Nous avons donc naturellement procédé à des investigations qui nous ont conduits à soumettre au Comité exécutif - qui l'a validé à l'unanimité - la mise en 'uvre de cette procédure contre l'un d'entre nous du fait de l'étendue des fautes découvertes. Tu n'es donc pas un lampiste et il convient de ne pas renverser les responsabilités.
Les autres préjudices pour Mazars sont substantiels. Notre nom, et non le tien, est sorti publiquement, désormais associé à l'affaire « William Saurin », C'est donc Mazars qui fait face formellement à un scandale sans précédent pour la firme.
Le contrôle du régulateur H3C du fait de tes fautes va se traduire par des sanctions et par un accroissement des contrôles au sein de Mazars, qui jusqu'ici étaient conformes aux standards de la profession. Ces contrôles pèseront à l'avenir sur les associés de Mazars qui subiront les effets de cette affaire, en distillant désormais un sentiment de défiance entre nous. Nos clients sont perturbés aussi. Certes, nombreux sont ceux qui auront compris que Mazars en tant que tel n'est pas en cause et nous soutiennent dans cette épreuve pour la firme, mais d'autres nous quitteront du fait de cette atteinte à notre réputation. Quant à ceux qui te soutiendraient, ils n'ont évidemment pas connaissance de l'étendue de tes manquements, surtout s'ils sont instruits par tes soins selon ta nouvelle manière de voir les choses.

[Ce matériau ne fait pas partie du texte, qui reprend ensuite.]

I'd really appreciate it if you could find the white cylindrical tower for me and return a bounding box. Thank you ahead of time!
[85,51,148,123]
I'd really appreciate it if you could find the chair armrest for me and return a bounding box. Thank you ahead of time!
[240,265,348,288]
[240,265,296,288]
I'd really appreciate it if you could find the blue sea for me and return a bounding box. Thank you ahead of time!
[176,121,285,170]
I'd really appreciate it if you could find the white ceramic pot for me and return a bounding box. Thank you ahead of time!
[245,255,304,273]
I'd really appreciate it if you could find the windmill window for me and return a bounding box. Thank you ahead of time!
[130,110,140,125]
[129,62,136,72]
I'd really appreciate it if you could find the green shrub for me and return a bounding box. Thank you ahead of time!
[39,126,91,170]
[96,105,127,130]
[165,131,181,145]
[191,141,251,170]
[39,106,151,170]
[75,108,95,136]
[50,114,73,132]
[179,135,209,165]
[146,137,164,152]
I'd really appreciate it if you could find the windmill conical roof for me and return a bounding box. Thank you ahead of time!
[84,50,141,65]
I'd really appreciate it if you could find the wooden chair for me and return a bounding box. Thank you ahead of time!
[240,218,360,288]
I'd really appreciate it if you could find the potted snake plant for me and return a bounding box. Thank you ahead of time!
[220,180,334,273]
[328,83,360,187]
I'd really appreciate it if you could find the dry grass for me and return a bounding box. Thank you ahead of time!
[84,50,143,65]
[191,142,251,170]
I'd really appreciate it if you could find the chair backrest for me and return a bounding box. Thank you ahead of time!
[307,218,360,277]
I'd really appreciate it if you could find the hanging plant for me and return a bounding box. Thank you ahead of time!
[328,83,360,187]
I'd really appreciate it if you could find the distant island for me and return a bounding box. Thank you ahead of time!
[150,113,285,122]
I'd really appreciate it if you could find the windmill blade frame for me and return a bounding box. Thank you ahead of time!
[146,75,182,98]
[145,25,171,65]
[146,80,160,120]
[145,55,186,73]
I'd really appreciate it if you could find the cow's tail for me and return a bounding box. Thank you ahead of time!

3. La date de première présentation du présent courrier marquera la fin de ton contrat de travail.
Par courrier séparé, nous t'adressons les éléments du solde de tout compte ainsi que tes documents de fin de contrat. Il te faudra restituer à la Société dès que possible et selon les modalités que tu nous feras connaître, tous les éléments qui ont été mis à ta disposition par Mazars.
4. En tant que de besoin, nous te libérons de toute obligation de non-concurrence ou de non- sollicitation. Aucune somme ne te sera en conséquence due à ce titre.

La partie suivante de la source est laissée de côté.